= La Salle, Jackson County, Texas =

Unincorporated community in Texas, US

La Salle is an unincorporated community in Jackson County, Texas, United States. According to the Handbook of Texas, the community had an estimated population of 103 in 2000.

==Geography==
La Salle is located at (28.7916577, -96.6691449). It is situated along FM 616 in southwestern Jackson County, approximately 16 miles south of Edna and 22 miles east of Victoria.

==History==
In 1875, J.M. Bennett and brothers Sol and Ike West founded a cattle ranch at the site. The Missouri Pacific Railroad passed through the property in 1909. The three associates named the station Benwest, after the surnames of the owners.

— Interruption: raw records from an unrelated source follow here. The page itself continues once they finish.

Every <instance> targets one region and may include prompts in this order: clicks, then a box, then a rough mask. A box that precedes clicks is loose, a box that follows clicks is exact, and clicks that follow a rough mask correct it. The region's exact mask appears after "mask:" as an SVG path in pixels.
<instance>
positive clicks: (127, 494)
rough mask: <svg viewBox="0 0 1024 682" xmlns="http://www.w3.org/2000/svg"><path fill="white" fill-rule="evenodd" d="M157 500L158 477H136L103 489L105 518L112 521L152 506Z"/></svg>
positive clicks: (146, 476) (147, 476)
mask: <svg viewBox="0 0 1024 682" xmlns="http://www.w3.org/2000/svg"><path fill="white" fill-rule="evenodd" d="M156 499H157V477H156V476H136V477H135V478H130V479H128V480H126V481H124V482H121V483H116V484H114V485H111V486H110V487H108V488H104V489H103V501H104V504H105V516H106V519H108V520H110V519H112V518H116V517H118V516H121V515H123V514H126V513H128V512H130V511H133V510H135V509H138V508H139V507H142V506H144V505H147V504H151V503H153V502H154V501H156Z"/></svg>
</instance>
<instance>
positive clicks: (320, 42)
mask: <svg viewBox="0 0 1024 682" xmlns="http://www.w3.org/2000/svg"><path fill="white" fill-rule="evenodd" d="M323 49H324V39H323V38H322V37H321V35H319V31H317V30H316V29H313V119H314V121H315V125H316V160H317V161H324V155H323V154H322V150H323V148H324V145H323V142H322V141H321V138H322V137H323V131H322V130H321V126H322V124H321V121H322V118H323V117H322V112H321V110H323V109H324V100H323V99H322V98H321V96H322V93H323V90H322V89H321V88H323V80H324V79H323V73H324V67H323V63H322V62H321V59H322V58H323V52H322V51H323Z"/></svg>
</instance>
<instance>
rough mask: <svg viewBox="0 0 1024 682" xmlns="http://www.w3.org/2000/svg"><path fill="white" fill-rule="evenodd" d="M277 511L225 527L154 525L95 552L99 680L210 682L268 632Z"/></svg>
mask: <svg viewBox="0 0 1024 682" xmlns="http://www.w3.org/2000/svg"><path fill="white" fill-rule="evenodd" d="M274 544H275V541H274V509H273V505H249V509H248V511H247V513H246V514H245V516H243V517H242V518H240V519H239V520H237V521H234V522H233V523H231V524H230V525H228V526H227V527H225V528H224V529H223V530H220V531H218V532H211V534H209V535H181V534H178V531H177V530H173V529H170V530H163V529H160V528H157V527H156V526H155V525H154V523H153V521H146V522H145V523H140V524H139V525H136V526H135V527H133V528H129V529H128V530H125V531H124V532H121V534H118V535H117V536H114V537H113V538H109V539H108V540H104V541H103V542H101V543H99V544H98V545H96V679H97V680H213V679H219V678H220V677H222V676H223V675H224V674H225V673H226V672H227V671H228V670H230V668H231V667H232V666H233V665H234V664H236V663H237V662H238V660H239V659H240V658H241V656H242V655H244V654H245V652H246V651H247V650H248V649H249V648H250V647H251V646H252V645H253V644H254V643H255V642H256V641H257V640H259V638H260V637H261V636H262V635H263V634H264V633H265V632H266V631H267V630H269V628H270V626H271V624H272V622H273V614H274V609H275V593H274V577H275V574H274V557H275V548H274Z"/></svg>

The name was changed to Bennview when the West brothers withdrew from the partnership in 1922. A town site was surveyed in 1924 and Bennett promoted a land sale that attracted a number of Poles and Czechs to the community. A post office was established at Bennview in 1928 and remained operational until 1930. Seven years later, citizens changed the name from Bennview to La Salle in recognition of the French colonization of Texas that existed in the area in the 17th century, and a new post office opened along with a school and general store. La Salle's population rose from an estimated 60 residents in 1941 to just over 100 by the early 1970s. Thereafter, the community experienced a period of decline. The population fell to 75 in the late 1980s and remained at that level until 2000, when the number of inhabitants rose to approximately 103.

La Salle has a post office with the ZIP code 77969.

==Education==
Public education in the community of La Salle is provided by the Industrial Independent School District.